My online subscription has officiallly ended — and naturally I would get flooded with emails today.
Son of a bitch! Sometimes I wish I wasn’t such a curious person (not really). But what I have learned from my two month long stint is that the chances of these emails being from someone I find interest in, are quite slim. But still…. what if? I can feel my credit card burning a hole in my pocket……
Alright, so I know that I need to give every-day-life meeting-people-spontaneously a decent shot. Or just back off completely. You know, sometimes I still think that rock I was hiding under is a pretty fucking awesome place to be…. it was just simply easier.

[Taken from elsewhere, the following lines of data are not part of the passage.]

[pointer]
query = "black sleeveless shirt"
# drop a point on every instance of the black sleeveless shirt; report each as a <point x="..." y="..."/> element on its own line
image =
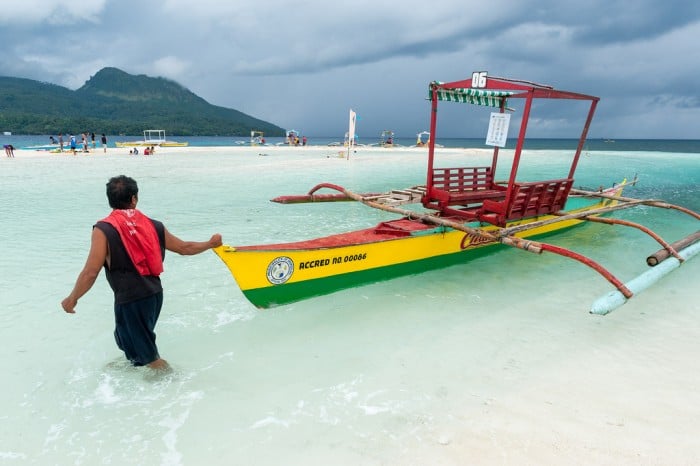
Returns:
<point x="129" y="285"/>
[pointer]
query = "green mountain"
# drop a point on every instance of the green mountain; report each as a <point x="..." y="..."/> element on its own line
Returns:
<point x="115" y="102"/>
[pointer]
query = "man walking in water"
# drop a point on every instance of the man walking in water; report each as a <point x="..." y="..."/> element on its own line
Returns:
<point x="131" y="248"/>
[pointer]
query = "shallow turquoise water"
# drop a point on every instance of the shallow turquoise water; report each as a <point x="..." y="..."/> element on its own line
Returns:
<point x="439" y="368"/>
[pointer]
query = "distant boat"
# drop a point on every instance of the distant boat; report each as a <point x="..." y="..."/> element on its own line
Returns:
<point x="387" y="138"/>
<point x="257" y="138"/>
<point x="152" y="137"/>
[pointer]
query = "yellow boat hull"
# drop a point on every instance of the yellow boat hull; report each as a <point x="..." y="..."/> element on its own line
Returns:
<point x="277" y="274"/>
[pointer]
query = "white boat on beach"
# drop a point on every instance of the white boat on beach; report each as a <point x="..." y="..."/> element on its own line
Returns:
<point x="152" y="137"/>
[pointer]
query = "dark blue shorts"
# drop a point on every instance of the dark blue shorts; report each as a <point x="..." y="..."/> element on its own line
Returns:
<point x="135" y="324"/>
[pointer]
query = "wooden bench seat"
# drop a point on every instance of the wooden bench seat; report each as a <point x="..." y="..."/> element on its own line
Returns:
<point x="528" y="200"/>
<point x="463" y="185"/>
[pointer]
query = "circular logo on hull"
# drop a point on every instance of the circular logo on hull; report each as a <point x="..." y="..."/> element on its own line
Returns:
<point x="280" y="270"/>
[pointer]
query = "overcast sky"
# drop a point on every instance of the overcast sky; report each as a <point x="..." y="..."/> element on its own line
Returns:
<point x="304" y="64"/>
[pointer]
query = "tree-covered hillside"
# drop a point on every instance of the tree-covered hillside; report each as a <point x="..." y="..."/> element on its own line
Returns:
<point x="115" y="102"/>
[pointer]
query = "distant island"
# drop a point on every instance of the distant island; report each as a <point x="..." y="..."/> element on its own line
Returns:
<point x="118" y="103"/>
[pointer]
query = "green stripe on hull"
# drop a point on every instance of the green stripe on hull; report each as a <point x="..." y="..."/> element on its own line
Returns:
<point x="291" y="292"/>
<point x="288" y="293"/>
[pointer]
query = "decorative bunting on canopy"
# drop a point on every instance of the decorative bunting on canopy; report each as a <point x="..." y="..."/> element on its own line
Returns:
<point x="483" y="97"/>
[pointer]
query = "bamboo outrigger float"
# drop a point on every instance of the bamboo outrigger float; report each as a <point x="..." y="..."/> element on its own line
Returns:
<point x="468" y="214"/>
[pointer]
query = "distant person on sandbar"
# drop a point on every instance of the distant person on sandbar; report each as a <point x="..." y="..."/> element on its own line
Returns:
<point x="73" y="144"/>
<point x="131" y="248"/>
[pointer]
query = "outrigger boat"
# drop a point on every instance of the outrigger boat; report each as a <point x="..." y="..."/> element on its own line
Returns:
<point x="152" y="137"/>
<point x="467" y="213"/>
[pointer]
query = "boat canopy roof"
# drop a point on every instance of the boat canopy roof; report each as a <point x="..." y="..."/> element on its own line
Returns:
<point x="485" y="97"/>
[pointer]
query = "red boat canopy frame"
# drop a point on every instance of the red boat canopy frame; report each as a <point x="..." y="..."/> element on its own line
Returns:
<point x="473" y="189"/>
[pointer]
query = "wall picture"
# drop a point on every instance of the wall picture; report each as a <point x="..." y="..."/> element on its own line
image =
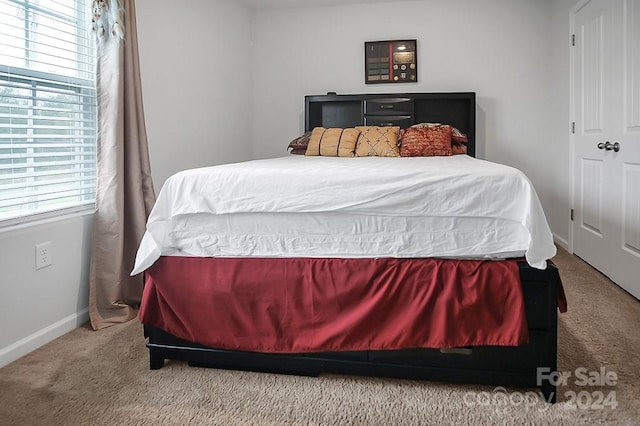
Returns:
<point x="390" y="61"/>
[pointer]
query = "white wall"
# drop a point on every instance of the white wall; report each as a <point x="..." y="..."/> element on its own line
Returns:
<point x="498" y="48"/>
<point x="196" y="80"/>
<point x="37" y="306"/>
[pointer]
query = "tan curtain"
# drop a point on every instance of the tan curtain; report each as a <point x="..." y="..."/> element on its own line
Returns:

I guess it is becoming quite clear that I am not really looking for/wanting/needing/(ready for) a relationship. I just want to meet people. I want to someday find myself in a situation where I meet this super kick ass friend, and then I have that epic “ah-ha!” moment one morning and realize that that friendship is evolving (rather than wanting to shrivel up and die over the thought of feeling stuck, suffocated, and criticized for all of eternity).
God, I watch way too many fucking movies.
I blame you, Disney.
What I do know, is that I need a bit of time to clear my head (and stop PMSing) and just forget about this whole thing for a bit. If after a couple weeks I decide to try again, sweet. If not, sweet.